Com centenas de quilômetros de caminhos líquidos, o Rio Grande privilegia o transporte por rodovias e bloqueia o trem como alternativa de transporte de massa, só restando o metrô entre Porto Alegre e o vale dos Sinos como exceção à regra. Nas águas, ressalvada a travessia Rio Grande-São José do Norte – que, aliás, está em crise –, não há um único serviço público digno desse nome.

E agora temos esse lamentável caso da linha de barcos entre Porto Alegre e Guaíba. A licitação feita no ano passado depõe contra os órgãos de planejamento metropolitano. A Metroplan promoveu sozinha uma licitação que deveria ser compartilhada, no mínimo, com a Superintendência de Portos e Hidrovias. Nove meses depois de uma escolha sem concorrentes, a empresa vencedora não iniciou a prestação de serviço.

O motivo pelo qual a linha não foi ativada é prosaico: por um descuido suspeito, não se preparou a infraestrutura necessária. Além de não haver sinalização, falta dragar cerca de 15% da rota de 14,5 quilômetros entre as duas cidades. Se tudo fosse feito rapidamente, o caminho poderia estar franqueado em quatro meses. Continuando tudo dentro do marasmo habitual nas águas da SPH, a população guaibense deve esperar sentada pelo serviço que tanto anseia.

Há uma parcela considerável dos 100 mil habitantes de Guaíba que depende do transporte público para trabalhar em Porto Alegre. Diariamente, sem contar os que usam carros particulares ou de empresas, pelo menos 16 mil pessoas viajam de ônibus (ida e volta) entre as duas cidades. Com duração mínima de 50 minutos, cada trajeto custa de R$ 4,40 a 6,50, o que garante à única prestadora do serviço um faturamento anual de pelo menos R$ 40 milhões. Sem concorrência.

Se for implementado algum dia, o transporte hidroviário (também isento de competição) pretende cobrar R$ 7 por viagem, que haverá de ser feita em 20 minutos, conforme promete a concessionária do serviço. A tarifa elevada sugere que a linha será usada por uma minoria, até mesmo porque os barcos, do tipo catamarã, com casco de fibra-de-vidro, não podem transportar mais do que 120 passageiros sentados.

A pergunta que se impõe é por que tanta pressa na concessão de um serviço que não configura uma verdadeira economia de custos para a população trabalhadora?

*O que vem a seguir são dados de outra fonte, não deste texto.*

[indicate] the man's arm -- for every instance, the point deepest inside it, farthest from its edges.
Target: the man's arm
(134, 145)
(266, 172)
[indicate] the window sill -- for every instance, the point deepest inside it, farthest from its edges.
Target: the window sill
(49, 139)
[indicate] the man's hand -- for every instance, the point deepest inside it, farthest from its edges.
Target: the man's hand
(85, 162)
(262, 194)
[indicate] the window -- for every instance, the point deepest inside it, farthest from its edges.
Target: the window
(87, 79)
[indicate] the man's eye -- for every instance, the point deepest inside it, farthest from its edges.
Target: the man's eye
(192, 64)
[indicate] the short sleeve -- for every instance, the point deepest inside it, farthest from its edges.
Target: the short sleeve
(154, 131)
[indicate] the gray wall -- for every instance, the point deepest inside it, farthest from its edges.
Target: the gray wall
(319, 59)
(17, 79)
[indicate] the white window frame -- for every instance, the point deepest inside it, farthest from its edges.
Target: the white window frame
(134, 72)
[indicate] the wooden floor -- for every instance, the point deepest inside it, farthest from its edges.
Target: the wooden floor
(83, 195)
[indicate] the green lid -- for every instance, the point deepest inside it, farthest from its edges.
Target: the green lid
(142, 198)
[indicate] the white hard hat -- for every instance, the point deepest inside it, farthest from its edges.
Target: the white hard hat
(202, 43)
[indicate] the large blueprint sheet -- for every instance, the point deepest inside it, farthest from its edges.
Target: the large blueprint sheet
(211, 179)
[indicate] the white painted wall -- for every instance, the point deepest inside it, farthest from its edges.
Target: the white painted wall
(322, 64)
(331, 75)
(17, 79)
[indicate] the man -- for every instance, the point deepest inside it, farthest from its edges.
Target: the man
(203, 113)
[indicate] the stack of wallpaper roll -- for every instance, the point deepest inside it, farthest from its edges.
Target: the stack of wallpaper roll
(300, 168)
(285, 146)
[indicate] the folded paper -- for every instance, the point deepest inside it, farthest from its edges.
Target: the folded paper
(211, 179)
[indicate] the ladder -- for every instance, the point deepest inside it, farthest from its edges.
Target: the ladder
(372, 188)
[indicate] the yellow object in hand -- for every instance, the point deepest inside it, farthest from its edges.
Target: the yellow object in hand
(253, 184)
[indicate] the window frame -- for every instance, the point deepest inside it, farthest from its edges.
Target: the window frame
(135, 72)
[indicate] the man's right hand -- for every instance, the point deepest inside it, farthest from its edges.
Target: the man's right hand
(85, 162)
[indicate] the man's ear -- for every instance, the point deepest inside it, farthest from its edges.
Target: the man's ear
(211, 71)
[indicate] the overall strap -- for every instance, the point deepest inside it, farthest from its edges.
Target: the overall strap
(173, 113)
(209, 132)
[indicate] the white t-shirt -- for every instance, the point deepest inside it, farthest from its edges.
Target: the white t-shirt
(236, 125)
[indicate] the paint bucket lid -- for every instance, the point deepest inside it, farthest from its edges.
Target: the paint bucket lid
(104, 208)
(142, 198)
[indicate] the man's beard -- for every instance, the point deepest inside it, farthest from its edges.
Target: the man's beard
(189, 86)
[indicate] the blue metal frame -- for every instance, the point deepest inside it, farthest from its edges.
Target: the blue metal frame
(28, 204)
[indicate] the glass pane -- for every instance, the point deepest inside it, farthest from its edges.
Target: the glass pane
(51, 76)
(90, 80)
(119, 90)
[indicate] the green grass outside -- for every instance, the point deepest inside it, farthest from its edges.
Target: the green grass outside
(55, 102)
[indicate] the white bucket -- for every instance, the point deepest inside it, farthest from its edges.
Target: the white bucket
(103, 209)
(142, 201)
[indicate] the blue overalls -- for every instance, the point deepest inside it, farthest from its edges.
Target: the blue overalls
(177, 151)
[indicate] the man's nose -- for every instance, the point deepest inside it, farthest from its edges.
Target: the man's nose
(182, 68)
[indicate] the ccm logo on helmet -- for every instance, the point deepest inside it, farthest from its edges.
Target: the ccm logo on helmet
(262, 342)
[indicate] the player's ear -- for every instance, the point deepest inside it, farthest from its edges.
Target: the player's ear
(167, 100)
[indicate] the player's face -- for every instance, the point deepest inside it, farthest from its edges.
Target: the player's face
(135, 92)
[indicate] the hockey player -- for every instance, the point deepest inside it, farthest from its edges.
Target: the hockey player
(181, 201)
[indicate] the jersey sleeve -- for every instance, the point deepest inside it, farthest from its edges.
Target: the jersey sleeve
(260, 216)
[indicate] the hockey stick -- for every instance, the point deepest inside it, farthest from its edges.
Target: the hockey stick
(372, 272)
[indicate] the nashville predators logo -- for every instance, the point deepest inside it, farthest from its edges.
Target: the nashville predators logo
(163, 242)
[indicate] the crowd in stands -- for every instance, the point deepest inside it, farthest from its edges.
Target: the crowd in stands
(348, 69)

Parece uma montagem para manter todo mundo na BR-290 sob custódia de uma única transportadora rodoviária. No entanto, o transporte hidroviário pode ser uma opção vantajosa para os usuários se, em vez de barcos para 120 pessoas, fossem colocadas em serviço barcas para 400/2000 pessoas, como acontece na baía da Guanabara, onde um pool de empresas transporta 100 mil pessoas por dia, cobrando R$ 2,80 por passagem.

Numa região rica em águas como a de Porto Alegre, a retomada da rota hidroviária Guaíba-Porto Alegre poderia ser o marco de uma nova era. No entanto, a forma como se concedeu essa travessia a uma empresa de origem rodoviária demonstra haver na administração pública um desprezo latente pela navegação como modal de transporte.